Ages of expansion of \(\omega\)-categorical structures (Q2469432)

Recall that the age of a structure is the set of (isomorphism types of) its finite substructures. The authors define an expansion \((M,\bar r)\) of a countable \(\omega\)-categorical structure to be \(\mathcal J\)-generic if for all locally finite structures \(N\) of the same age as \(M\) there is an expansion \((N,\bar s)\) of the same age as \((M,\bar r)\). Recall that if \(M\) is a structure which eliminates quantifiers and the infinite quantfier \(\exists^\infty\), the theory of \(M\) with a new predicate has a model-completion Th\((M)_P\), the theory of a generic predicate (which the authors call mc-generic.

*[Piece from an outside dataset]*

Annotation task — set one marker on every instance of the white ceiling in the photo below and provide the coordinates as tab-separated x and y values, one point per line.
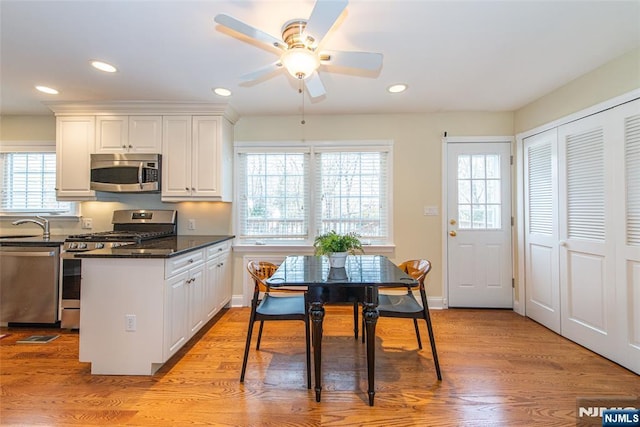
454	55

They show that mc-generic predicates on \(\omega\)-stable \(\omega\)-categorical structures yield \(\mathcal J\)-generic expansions. The authors also define a topology on the set of all \(\bar r\)-expansions of \(M\), and define a particular expansion to be generic if its orbit under the automorphism group of \(M\) is comeagre. They show that if a generic expansion exists and satisfies a certain joint embedding property, then it is \({\mathcal J}\)-generic. The proofs show something stronger, namely \({\mathcal J}\)-smoothness: Any two finite subsets of the expansion have isomorphic copies which are independent (in the sense of the original structure).